To change all Sonnet calls to a different model: one line in the mapping. Applies to every agent in every kit whose frontmatter declares model: claude-sonnet-4-6.
Opus is never routed (kit policy)
Section titled “Opus is never routed (kit policy)”modelMapping deliberately ships no opus rows. The interceptor enforces a
hardcoded passthrough set (KIT_PASSTHROUGH_MODELS in mr-task-interceptor.cjs):
any agent whose model: frontmatter is opus, claude-opus-4-7, or
claude-opus-4-7[1m] is passed through to Anthropic before modelMapping is
even consulted. An agent author writing model: opus is asserting “I need Opus
quality” — the router treats that as a quality decision, not a cost line, and
honors it. Adding an opus row to modelMapping will not override this; the
passthrough guard wins. (See #84.) To route opus anyway, you’d have to edit
KIT_PASSTHROUGH_MODELS in the kit source — intentionally a code change, not a
config knob.
model: inherit (the common case for agents that don’t declare a model) is NOT
in the passthrough set — it routes per its modelMapping entry if present, else
falls through to capability-based selection.
defaultBuiltInModel — routing built-in agents
Section titled “defaultBuiltInModel — routing built-in agents”Built-in Claude Code agents (general-purpose, Explore) ship without a .md
file, so the interceptor cannot read their model: frontmatter. The kit-shipped
config sets modelRouter.defaultBuiltInModel: "sonnet" by default, so these
agents route through the same pipeline as file-based agents (the "sonnet"
shorthand resolves to claude-sonnet-4-6 → the shipped modelMapping entry).
To override per-consumer, change the model key or remove it to restore Anthropic
passthrough:
{ "modelRouter": { "defaultBuiltInModel": "sonnet" }}The interceptor treats the built-in agent as if its frontmatter were
model: <defaultBuiltInModel>, so it resolves through modelMapping or
capability-based selection like any other agent. Removing the key restores the
legacy behavior where built-in agents passthrough to Anthropic native.

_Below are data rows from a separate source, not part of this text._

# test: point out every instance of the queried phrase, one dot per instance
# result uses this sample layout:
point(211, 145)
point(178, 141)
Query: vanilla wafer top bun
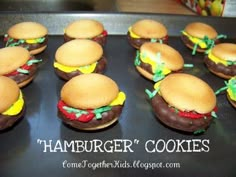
point(188, 93)
point(27, 30)
point(200, 30)
point(225, 51)
point(79, 52)
point(84, 28)
point(89, 91)
point(169, 56)
point(12, 58)
point(9, 93)
point(148, 28)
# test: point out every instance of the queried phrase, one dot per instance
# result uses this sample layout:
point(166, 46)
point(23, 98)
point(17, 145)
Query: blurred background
point(186, 7)
point(150, 6)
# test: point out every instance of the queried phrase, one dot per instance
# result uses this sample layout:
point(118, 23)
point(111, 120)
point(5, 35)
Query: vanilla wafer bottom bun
point(188, 93)
point(89, 91)
point(11, 58)
point(77, 52)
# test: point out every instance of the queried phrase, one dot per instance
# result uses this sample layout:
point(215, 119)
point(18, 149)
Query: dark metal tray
point(22, 148)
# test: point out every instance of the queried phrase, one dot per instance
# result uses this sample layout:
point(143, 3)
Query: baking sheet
point(22, 148)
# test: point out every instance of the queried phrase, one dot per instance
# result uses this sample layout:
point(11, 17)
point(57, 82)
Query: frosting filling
point(16, 107)
point(83, 69)
point(88, 115)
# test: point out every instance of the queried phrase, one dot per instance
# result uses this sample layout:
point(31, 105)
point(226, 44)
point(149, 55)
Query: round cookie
point(155, 60)
point(30, 35)
point(221, 60)
point(176, 103)
point(12, 106)
point(75, 57)
point(90, 102)
point(199, 36)
point(86, 29)
point(147, 30)
point(17, 64)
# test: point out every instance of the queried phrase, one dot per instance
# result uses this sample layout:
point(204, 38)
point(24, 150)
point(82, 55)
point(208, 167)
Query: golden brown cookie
point(79, 56)
point(184, 102)
point(12, 104)
point(147, 30)
point(90, 102)
point(221, 60)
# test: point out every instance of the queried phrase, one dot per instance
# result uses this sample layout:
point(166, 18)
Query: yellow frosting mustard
point(16, 107)
point(84, 69)
point(119, 99)
point(231, 90)
point(155, 65)
point(195, 40)
point(231, 94)
point(216, 59)
point(31, 41)
point(132, 34)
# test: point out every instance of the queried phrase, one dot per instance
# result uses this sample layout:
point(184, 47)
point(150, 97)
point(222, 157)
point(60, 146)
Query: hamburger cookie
point(86, 29)
point(30, 35)
point(12, 105)
point(154, 61)
point(90, 102)
point(147, 30)
point(176, 103)
point(79, 56)
point(17, 64)
point(200, 37)
point(221, 60)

failover.pipe — what runs after the primary fails
Section titled “failover.pipe — what runs after the primary fails”The primary (selected by modelMapping above) is the head of an ordered failover pipe. When the primary returns a provider-failure signal (HTTP 429, 5xx, ECONNREFUSED, timeout, rate limit text), the bash delegate advances to the next hop without escalating to Anthropic. Anthropic is only used as the terminal when all configured hops fail.

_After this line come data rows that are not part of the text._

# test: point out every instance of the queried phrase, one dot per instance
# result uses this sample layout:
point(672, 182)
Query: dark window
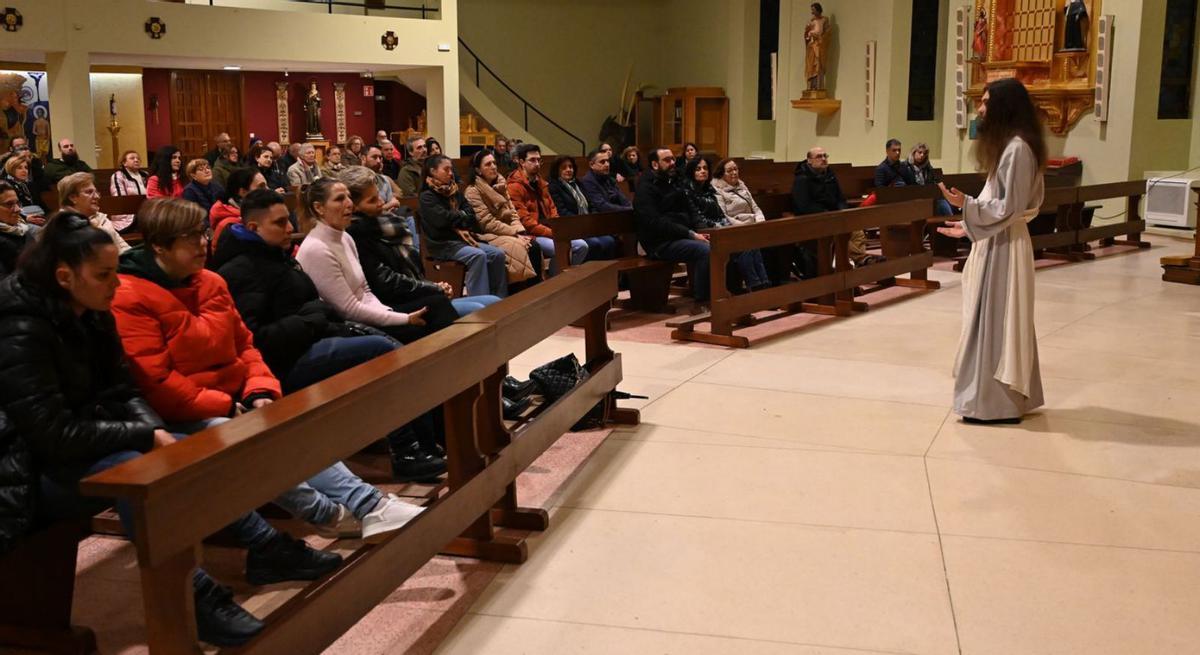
point(768, 48)
point(1179, 42)
point(923, 59)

{ "modelRouter": { "failover": { "enabled": true, "perHopTimeoutSec": 120, "pipe": [ { "provider": "kimi", "model": "kimi-k2.6" }, { "provider": "opencode-go", "model": "glm-5.1" } ], "fallbackToAnthropic": true } }}perHopTimeoutSec(default120) — per-attempt budget. Tuned for kimi at 138K input tokens (~67s observed). The interceptor’s outerspawnSyncbudget is automatically sized topipe.length × perHopTimeoutSec + 30s.pipe(ordered) — hops to try after the interceptor-selected primary. The CLI primary always runs as hop 0; matching entries in the pipe are skipped to avoid a wasted retry. Whenpipeis absent, the legacy circularfailover.chainmap is consulted for backward compat.fallbackToAnthropic: true— after the whole pipe fails, bash exits 42 and the interceptor passes the original Task through to Anthropic native.

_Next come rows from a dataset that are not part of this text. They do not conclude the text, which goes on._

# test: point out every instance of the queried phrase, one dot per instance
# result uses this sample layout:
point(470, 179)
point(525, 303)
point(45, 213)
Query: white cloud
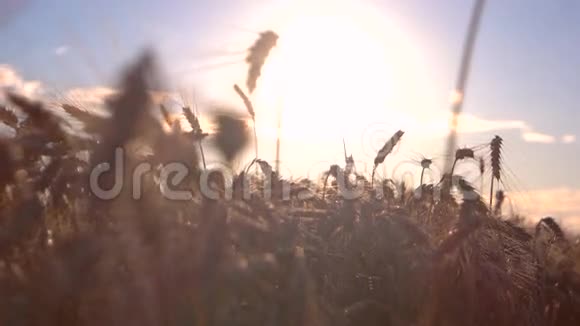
point(11, 81)
point(471, 124)
point(61, 50)
point(568, 139)
point(563, 204)
point(536, 137)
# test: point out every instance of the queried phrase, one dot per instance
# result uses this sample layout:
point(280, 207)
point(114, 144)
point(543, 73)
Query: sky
point(352, 69)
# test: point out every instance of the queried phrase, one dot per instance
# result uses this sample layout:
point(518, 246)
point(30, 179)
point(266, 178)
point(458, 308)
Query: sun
point(337, 64)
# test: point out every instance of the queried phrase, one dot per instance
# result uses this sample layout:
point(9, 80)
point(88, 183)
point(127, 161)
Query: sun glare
point(334, 66)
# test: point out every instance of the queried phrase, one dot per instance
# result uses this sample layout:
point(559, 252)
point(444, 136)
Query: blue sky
point(525, 71)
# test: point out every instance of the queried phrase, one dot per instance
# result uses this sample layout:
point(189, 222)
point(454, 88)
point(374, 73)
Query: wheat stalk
point(425, 164)
point(462, 154)
point(386, 150)
point(257, 55)
point(496, 146)
point(251, 112)
point(197, 132)
point(8, 117)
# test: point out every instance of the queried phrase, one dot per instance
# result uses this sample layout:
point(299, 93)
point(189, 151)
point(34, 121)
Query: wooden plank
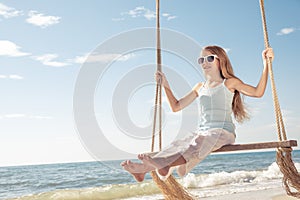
point(254, 146)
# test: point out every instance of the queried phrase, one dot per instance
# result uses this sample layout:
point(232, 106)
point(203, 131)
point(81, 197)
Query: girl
point(219, 98)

A non-provider failure (real model error, not infrastructure) stops the pipe — we propagate the error rather than mask it by burning another 120s on the next hop.
Delegation Output
Section titled “Delegation Output”The Task interceptor returns the cheap model’s text output via systemMessage. The parent session sees it as the Task’s result.
If mr-delegate.sh exits non-zero (timeout, provider down), the interceptor surfaces what it has + the exit code. Don’t let the Task fall through to Anthropic on error — that would burn Opus tokens AND the cheap call’s tokens. If the delegation failed, decide whether to retry or inline.